6.1.13 For FPAPV applications, the complete FPAPV system should be continually validated using predicted-PTM derived FPAPV and PTM results obtained on samples that the FPAPV is intended to represent, in accordance with control charting technique in Practice D6299.

6.1.14 Work procedures need to be developed to address out-of-control situations for the control charts described above. The specific tasks tend to be application specific, and will depend on the criticality of the application both in a real time sense, and business risk. In general, the following process of elimination should be carried out, in the order presented, to rule out the plausible root causes:
6.1.14.1 Is it due to sample difference between the PTM and the analyzer unit?

6.1.14.2 Is it due to the analyzer unit out of statistical control?

6.1.14.3 Is it due to the primary test method out of statistical control?

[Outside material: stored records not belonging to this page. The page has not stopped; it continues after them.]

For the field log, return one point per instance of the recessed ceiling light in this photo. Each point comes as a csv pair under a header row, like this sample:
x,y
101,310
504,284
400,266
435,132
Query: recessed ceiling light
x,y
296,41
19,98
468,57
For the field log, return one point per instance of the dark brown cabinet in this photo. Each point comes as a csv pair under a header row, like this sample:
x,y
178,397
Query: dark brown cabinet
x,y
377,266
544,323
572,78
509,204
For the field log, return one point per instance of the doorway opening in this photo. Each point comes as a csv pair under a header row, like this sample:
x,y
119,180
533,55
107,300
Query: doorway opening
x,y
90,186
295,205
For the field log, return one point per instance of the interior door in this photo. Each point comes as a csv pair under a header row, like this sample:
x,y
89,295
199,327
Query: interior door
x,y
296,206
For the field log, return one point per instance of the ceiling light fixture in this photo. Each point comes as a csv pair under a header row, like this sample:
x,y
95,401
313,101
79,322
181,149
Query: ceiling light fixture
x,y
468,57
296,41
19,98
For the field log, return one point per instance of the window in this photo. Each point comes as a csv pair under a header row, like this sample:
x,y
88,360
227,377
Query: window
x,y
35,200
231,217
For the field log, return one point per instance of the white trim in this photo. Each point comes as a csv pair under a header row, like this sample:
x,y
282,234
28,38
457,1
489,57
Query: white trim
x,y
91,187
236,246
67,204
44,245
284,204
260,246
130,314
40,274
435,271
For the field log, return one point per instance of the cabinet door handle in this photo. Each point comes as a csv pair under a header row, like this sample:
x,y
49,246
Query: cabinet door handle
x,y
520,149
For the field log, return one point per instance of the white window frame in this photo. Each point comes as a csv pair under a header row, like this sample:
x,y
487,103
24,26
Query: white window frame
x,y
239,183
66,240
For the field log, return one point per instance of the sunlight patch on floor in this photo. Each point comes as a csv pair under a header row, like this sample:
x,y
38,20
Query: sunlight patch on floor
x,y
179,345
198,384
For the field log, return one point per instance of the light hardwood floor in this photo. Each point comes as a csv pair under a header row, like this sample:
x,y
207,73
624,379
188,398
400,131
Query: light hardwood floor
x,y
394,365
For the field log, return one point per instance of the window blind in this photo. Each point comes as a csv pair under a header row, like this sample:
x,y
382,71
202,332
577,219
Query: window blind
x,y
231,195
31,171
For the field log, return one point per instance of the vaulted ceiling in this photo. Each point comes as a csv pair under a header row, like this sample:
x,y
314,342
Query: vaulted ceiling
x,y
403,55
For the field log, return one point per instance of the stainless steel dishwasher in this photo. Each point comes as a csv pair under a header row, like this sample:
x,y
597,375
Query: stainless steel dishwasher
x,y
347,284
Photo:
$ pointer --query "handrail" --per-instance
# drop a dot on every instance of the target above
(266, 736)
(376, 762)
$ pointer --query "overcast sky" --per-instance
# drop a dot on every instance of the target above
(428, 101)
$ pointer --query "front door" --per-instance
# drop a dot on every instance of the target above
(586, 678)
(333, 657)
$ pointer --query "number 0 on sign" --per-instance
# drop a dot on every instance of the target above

6.1.15 If the plausible root causes in 6.1.14 are ruled out, then it is highly likely that the out-of-control situation is due to the sample matrix being significantly different from those used to develop the scaling/bias-correction equation. Repeat the Practice D6708 assessment using results from more current data set based on the control chart performance.

6.2 Single-Level Bias Assessment - Single Level Initial Validations are typically performed using the Line Sample Procedure described in Practice D3764.

7. Analyzer System Application Configuration
7.1 Fig. 1 illustrates two common analyzer system application configurations applicable to this guide. Figs. 2 and 3 are reproduced from Practice D3764 to provide additional guidance.